El domingo el sol se atreve a desalojar las nubes, ofreciéndonos una luz anhelada. La temperatura sube hasta lo agradable y el paraguas se queda en el coche. Caminamos por una amplia zona verde, algo inusual en el Japón conocido por este viajero. Ciervos sueltos conviven con los paseantes, quienes les alimentan con galletas en forma de hostia. Los niños se asustan ante la arrogancia de los animales, de su falta de miedo a la hora de reclamar mas comida. El templo de Todai-ji es un recinto que comienza con la puerta de Nandai-mon. Sencillamente espectacular. Caminamos por una ancha avenida, rodeados de verde y de ciervos nada tímidos, y vemos la sala del templo, la Daibutsuen. Un edificio de madera bastante grande, aunque parece que fue incluso más grande en el tiempo en que fue construido (mediados del siglo VI). Es un enorme recinto de madera (el más grande del mundo, reza nuestra guía) dentro del cual hay una estatua de Buda gigante. El gran Buda, Daibutso, a pesar de encontrarse sentado en la posición del loto, mide quince metros de alto. Muchos turistas, algunos occidentales que aprovechan la Semana Santa de las tierras cristianas. Como nuestros amigos.
Salimos del templo y caminamos hacia el parque de Yoshikien. Un lugar agradable, poco concurrido, donde nos dejamos llevar por sus senderos hasta llegar a una casa de te. Una construcción diáfana, limpia, donde solo el suelo de tatami y las paredes de panelas configuran una estructura que relaja la vista. Alrededor verde y silencio. Por encima de este lugar tan tranquilo un cielo azul vigoroso, moteado de blancas nubes que no se atreven a contestar un día de primavera. Este jardín se compone de dos jardines: el jardín Moss, donde está la casa de té y el Pond, donde hay un estanque, con carpas, como no, junto a otra casa parecida a la de té. También cerrada, solo se puede contemplar desde fuera. Una estructura similar.

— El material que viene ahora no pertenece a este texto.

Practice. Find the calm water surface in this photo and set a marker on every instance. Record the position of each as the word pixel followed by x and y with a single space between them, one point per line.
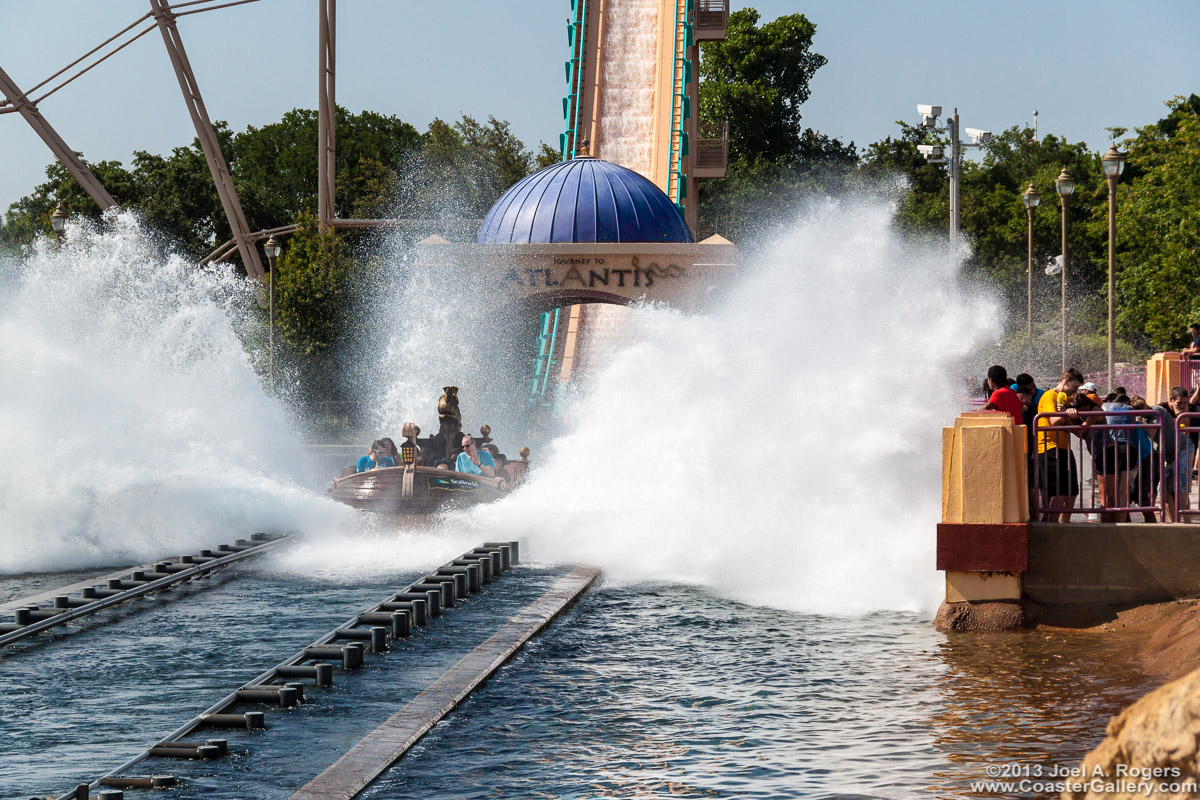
pixel 640 691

Pronto, nos recogemos y nos subimos al coche para regresar al pueblo. Hay que volver a desandar el camino hacia Kyoto, que vuelve a ser una pesadez de lentitud. Acercándonos a Kyoto el día se vuelve a estropear y la lluvia vuelve a visitarnos. Llegamos a casa sin más novedad y nos preparamos una cena improvisada. Mañana, Felipe y Paloma se van en tren a Tokio, de donde regresaran a España el viernes. En conjunto han sido unos días muy agradables los que hemos pasado con ellos. Y con los quesos y vinos que han traído para animar un poco nuestras orientales cenas y nuestras hispánicas tertulias.